Int J Pharm Pharm Sci, Vol 7, Issue 1, 478-486Original Article


FORMULATION AND EVALUATION OF ION-SENSITIVE IN-SITU NASAL GEL OF ZOLMITRIPTAN

P. R PATIL*, V. K. SALVE, R. U THORAT, S. R SHAHI

Government College of Pharmacy, Department of Pharmaceutics, Hotel Vedant Road, Osmanpura, Aurangabad, Maharashtra, India 431005.
Email: prpatilgcop@gmail.com

Received: 11 May 2014 Revise and Accepted: 25 Aug 2014

ABSTRACT

In situ gel system is novel drug delivery system in which there is the transition of sol to gel on external stimuli like change in pH, temperature or change in ion concentration(sol-gel transition). In the present study various formulations were prepared by using gellan gum as gelling agent and HPMC K100 as controlled or sustained release polymer. All the formulations were evaluated for various parameters like pH, viscosity, drug content, gel strength, mucoadhesive strength and drug release. At minimum concentration of polymer lose their integrity and at maximum concentration stiff gel were formed. At optimized concentration of gelling agent and HPMC K100 showed in situ gelling with all parameter in range. In vitro release data revealed that the optimized formulation showed controlled and sustained drug release pattern. The optimized formulation also obeyed korsmer Peppas model equation and which showed the release exponent n value 0.765. Thus, the ex vivo higher bioavailability can be expected from the optimized formulation.

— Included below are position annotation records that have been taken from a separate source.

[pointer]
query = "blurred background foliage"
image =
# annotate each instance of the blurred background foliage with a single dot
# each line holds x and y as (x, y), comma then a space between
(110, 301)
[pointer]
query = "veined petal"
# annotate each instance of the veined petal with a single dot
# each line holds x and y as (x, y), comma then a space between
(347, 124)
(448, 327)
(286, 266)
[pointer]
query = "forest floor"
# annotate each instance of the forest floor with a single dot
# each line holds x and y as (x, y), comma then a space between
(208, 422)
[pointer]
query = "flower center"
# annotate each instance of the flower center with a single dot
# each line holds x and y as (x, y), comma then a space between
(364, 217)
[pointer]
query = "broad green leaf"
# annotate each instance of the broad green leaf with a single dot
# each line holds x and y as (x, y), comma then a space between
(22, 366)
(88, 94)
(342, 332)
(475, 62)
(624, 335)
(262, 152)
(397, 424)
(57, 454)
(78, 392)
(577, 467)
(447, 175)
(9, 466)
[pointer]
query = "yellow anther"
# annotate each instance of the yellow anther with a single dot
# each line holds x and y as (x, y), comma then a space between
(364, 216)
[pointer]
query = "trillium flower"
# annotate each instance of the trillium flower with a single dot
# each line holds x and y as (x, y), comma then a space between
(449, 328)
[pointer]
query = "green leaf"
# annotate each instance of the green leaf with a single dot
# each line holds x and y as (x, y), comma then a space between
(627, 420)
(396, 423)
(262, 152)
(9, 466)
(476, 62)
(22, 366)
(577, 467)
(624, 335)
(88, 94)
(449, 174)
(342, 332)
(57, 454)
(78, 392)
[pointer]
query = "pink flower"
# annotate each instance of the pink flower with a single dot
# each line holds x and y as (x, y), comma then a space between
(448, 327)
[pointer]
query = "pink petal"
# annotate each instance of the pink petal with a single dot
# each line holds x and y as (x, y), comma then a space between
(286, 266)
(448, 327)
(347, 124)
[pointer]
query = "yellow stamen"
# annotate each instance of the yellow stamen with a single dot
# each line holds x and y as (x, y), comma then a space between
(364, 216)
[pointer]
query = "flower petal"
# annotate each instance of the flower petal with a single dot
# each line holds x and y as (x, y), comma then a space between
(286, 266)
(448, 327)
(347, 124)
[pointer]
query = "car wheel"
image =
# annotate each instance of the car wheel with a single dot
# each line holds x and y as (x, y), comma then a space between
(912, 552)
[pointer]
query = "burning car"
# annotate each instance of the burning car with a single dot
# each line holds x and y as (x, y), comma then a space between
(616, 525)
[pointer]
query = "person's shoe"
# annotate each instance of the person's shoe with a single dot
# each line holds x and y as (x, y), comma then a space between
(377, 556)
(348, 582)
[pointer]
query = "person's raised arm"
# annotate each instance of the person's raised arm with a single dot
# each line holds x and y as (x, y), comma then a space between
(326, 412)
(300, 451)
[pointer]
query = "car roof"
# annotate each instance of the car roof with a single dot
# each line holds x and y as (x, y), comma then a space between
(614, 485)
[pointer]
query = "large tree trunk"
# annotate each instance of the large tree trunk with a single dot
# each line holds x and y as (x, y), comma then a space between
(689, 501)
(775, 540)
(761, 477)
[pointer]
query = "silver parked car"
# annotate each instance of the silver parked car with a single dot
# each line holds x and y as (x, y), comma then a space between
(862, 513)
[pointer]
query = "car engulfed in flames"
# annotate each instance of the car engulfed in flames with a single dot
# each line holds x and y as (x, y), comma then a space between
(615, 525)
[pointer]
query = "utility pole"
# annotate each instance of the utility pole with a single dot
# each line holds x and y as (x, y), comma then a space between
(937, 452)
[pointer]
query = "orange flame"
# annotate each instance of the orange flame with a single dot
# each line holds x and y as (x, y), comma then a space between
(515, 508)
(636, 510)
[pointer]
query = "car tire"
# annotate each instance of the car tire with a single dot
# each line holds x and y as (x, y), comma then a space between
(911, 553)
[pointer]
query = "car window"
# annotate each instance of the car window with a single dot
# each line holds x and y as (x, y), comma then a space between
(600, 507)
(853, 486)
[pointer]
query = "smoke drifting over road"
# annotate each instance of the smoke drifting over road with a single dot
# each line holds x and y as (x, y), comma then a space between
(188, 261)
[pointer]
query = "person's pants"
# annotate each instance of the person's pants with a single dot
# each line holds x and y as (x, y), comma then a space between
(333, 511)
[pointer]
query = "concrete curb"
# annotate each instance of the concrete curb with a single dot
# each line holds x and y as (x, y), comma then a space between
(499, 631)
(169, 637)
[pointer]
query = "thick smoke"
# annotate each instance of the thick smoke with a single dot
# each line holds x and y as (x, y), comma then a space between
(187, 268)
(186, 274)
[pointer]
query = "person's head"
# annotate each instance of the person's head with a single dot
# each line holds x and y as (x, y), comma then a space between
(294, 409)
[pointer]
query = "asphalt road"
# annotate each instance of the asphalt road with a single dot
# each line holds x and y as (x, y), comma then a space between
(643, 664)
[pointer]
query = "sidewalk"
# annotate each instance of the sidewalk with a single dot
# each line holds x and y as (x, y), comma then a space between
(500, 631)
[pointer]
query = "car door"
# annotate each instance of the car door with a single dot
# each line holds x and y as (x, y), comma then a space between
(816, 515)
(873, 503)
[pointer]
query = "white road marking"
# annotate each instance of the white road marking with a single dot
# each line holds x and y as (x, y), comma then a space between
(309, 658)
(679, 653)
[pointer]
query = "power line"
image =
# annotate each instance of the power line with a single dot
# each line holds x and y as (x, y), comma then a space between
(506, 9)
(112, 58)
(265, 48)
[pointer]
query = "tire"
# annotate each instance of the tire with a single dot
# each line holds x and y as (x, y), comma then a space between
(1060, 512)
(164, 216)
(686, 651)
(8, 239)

Keywords: In situ gelling, Nasal delivery, Migraine, Polymers, Sustained release, Higher bioavailability etc.

INTRODUCTION

Migraine headache is one of the most common human ailment and the most common complaints of patients evaluated by a neurologist. It is a specific neurological syndrome that has a wide variety of manifestations. In recent years, the Nasal route has received a great deal of attention as a convenient and reliable method for the systemic administration of drugs. The nasal cavity as a site for the systemic absorption of drugs has some advantages which include the relatively large surface area, porous endothelial basement, highly vascularised epithelial layer, high total blood flow/cm3, avoiding the first pass metabolism and easy access. Zolmitriptan, 4S-4-({3-[2-(dimethylamino) ethyl]-1H-indol-5-yl} methyl)-1, 3-oxazolidin -2- one, is a second –generation triptan prescribed for patients with migraine attacks, with or without an aura, and cluster headaches. It is an effective agent in the treatment of acute migraine attack with or without aura. However, oral bioavailability is poor with only 40 % of the dose reaching systemic circulation. This is likely due to extensive presystemic clearance on first pass. As migraine sufferers have markedly reduced functional ability, they would be benefited from acute treatment that helps them to resume their functional activities as quickly as possible.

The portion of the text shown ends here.